When you think about the grassroots tea party movement as a whole, one of the things that has defined it is the elevation of political outsiders.  Think of Senator Rand Paul, who was a Kentucky ophthalmologist before launching his first ever bid for elective office.

At the local level, the First Coast Tea Party has been one of the more impressively organized and well funded operations among the loose national patchwork of tea party groups that have popped up over the last two years.  Holding several very successful rallies and being frequently featured in the local media, they’ve managed to earn a voice in both local and national issues, something that is very difficult to accomplish.  So when it came time for the group to announce their endorsements in the mayoral and city council races, the media and public understandably paid attention.  
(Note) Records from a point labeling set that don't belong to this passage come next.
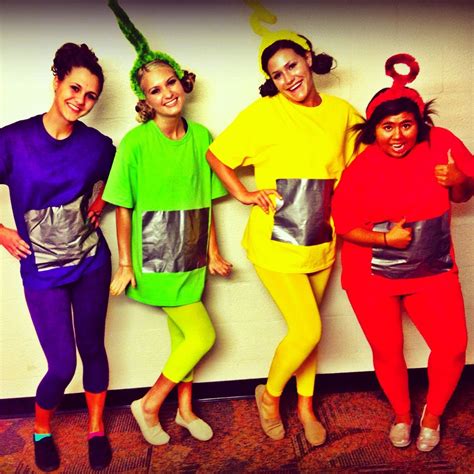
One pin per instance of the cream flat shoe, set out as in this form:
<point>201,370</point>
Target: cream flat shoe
<point>198,428</point>
<point>428,438</point>
<point>155,435</point>
<point>400,434</point>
The group rolled out their official endorsements in dramatic fashion at the end of February.  They had invited candidates to participate in a speed rating event and had conducted a straw poll of members.  After making candidates jump through all of these hoops, the FCTP’s board met and decided to issue a blanket endorsement to any incumbent who voted against raising property taxes last fall. 

They punted the ball.

The local Tea Party did not bother to consider candidates in races with an open seat, nor did they give any consideration to candidates who are actually running to unseat those who voted in favor of the infamous tax hike.

Talking to the Observer on the condition of anonymity, one irate council candidate said: “They wasted our time and, in my eyes, have lost all credibility.”

Maybe not all credibility, but this was quite a blow to the group’s ability to eff ectively participate in shaping local policy.  They have, unfortunately, made it much harder to take them seriously.

It’s easy to see why some candidates are upset. During the process of vetting, the Tea Party requested that everyone running for offi ce fill out a 13 page survey which included all sorts of totally irrelevant questions about federal funding for NASA, the founding fathers, Cap and Trade legislation and a National ID card. What was the point of all this vetting if so little thought went into their eventual endorsements?

In fact, when it was quickly brought to the attention of the Tea Party leaders that Councilman Ray Holt had voted in favor of last year’s budget which included a property tax hike, after having voted against the hike itself, the group publicly retracted their endorsement of Holt’s re-election.  Retracting an endorsement because of “new” information is one thing, but Holt’s voting record was public and well known.

Worse than botching the Holt endorsement is the fact that only incumbents were supported.

“I think the First Coast Tea Party and its leaders are highly principled and want to do what’s right,” said Group 5 council candidate Robin Lumb. “They don’t think politically - which is a good thing - and a lot of this is new to them. Maybe they’ll do things differently next time.”

Had the Tea Party actually gone through the process of endorsing in the races for an open seat, Lumb would clearly have deserved the group’s support.

“I was disappointed when [they] chose only to endorse incumbent City Council members. Conservative voters have come to trust the First Coast Tea Party and were looking for their guidance in all the City Council races,” Lumb concluded. “ The Tea Party lost an opportunity that could have re-shaped City Council and that’s unfortunate.”

1 Responses »

  1. In local elections a candidates view on local issues is of primary importance.

    However State and Federal elected officials many times got started at the local level. For this reason alone, I do not think it completely unreasonable to want to know their fundamental thinking about national issues and social policy. You then balance that with local issues to determine if you even want to give them a start.